全世界に響く、人間の善悪について考えさせられる映画『悪は存在しない』【滝藤賢一推薦】
今回は、2024年4月26日公開の映画『悪は存在しない』を取り上げる。 滝藤賢一、中年オヤジにオススメ映画5選
今、自分のやっていることに疑問を持ち、問い続ける
国際的に活躍するとはどういうことなんだろう。世界に通用する作品とはどういうものなんだろう。自分が本当にやりたいことってなんだろう。俳優という仕事の本質はどこにあるのだろう。47歳になり、また新たな壁にぶつかった滝藤は、最近そんなことを考える日々です。 ディズニープラスの真田広之さん主演ドラマ『SHOGUN 将軍』、Netflixで配信されている『幽☆遊☆白書』『忍びの家』、他にも多数、世界で公開されている日本の作品があります。 今回、ご紹介する濱口竜介監督の最新作『悪は存在しない』も2023年のヴェネチア国際映画祭で銀獅子賞を受賞しています。その題材は極めてグローバルにして現代的。世界に向けて作られていると感じられてなりません。 舞台は長野県の山間の自然豊かな村。戦後、移住者が開発したエリアで、今もおいしい湧き水に惹かれて首都圏から転居してくる人が多い。そんな折、山頂エリアにグランピング施設の開発の話が持ち上がり、事業者から村人への説明会が行われる。 今や日本の地方は過疎化という問題を抱えていて、土地に根付いている人にとっては豊かな環境を保ちつつも、人を招いて、村を経済的に潤さないといけない。だからグランピングを企画している会社を悪者にしたり、頑なに、村に来るなと言うのではなく、折り合い点を見つけて、お互いにとってウィンウィンの関係を築きたい。こういう議題が映画で展開することじたい、今、作る意味があるなあと、すごく思います。きっと日本だけの問題じゃないですよね。 滝藤も去年、南アフリカに行きましたが、希少な植物が欲しい人間と、それを提供する現地の人間との葛藤を目の当たりにしました。お金になるからと根こそぎ取りまくるのではなく、自然を守るために妥協点を探り、バランスを考える。南アフリカの大地を守ろうと奮闘する人々は、この映画で自分たちの土地・自然を守ろうとする人々と重なりました。 形は違えど、世界もいろんな問題を抱えている。どの国にも響く作品。

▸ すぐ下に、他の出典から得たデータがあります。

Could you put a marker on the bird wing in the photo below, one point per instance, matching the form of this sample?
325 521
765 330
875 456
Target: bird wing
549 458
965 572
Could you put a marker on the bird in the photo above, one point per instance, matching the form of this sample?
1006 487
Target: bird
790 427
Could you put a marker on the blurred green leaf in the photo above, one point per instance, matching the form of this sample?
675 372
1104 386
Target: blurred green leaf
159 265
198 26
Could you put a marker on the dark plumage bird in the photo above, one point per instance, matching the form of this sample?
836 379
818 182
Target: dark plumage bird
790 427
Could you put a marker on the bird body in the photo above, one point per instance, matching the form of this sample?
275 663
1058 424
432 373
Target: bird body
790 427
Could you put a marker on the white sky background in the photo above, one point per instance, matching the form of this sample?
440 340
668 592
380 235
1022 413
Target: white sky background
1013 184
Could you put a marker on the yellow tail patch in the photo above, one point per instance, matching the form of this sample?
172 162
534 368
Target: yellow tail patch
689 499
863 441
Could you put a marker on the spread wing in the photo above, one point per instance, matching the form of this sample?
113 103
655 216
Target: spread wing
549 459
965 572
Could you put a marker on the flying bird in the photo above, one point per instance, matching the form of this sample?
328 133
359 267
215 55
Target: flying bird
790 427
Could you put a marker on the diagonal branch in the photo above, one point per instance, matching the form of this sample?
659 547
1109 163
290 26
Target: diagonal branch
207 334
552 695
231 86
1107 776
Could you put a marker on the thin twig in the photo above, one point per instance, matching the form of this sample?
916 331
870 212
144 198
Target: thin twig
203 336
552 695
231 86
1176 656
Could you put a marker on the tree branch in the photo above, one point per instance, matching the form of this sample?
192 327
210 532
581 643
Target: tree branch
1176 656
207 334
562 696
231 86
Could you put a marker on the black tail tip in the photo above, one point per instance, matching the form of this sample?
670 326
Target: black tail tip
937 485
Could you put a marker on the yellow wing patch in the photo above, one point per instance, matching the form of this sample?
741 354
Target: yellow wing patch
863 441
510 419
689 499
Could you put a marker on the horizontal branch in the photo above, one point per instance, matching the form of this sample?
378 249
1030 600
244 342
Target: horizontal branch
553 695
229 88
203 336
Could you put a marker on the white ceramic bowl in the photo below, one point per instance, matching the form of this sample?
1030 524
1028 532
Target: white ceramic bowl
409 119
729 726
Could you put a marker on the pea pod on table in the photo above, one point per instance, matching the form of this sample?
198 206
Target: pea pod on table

そして、今の自分に、それでいいのか? と問いかけてくれる映画です。 『悪は存在しない』 『ドライブ・マイ・カー』の濱口監督が、音楽担当の石橋英子と再タッグを組んだ人間の悪と善の問題を探るドキュメンタリースタイルのドラマ。感情を観客に読み取らせない淡々としたセリフ回しなど、人間模様がサスペンスとして展開する。 2023/日本 監督:濱口竜介 出演:大美賀均、西川 玲ほか 配給:Incline 2024年4月26日よりBunkamuraル・シネマ 渋谷宮下、K2ほか全国公開 滝藤賢一/Kenichi Takitoh 1976年愛知県生まれ。現在放送しているNHKの連続テレビ小説『虎に翼』に、主人公・寅子の上司役として出演する。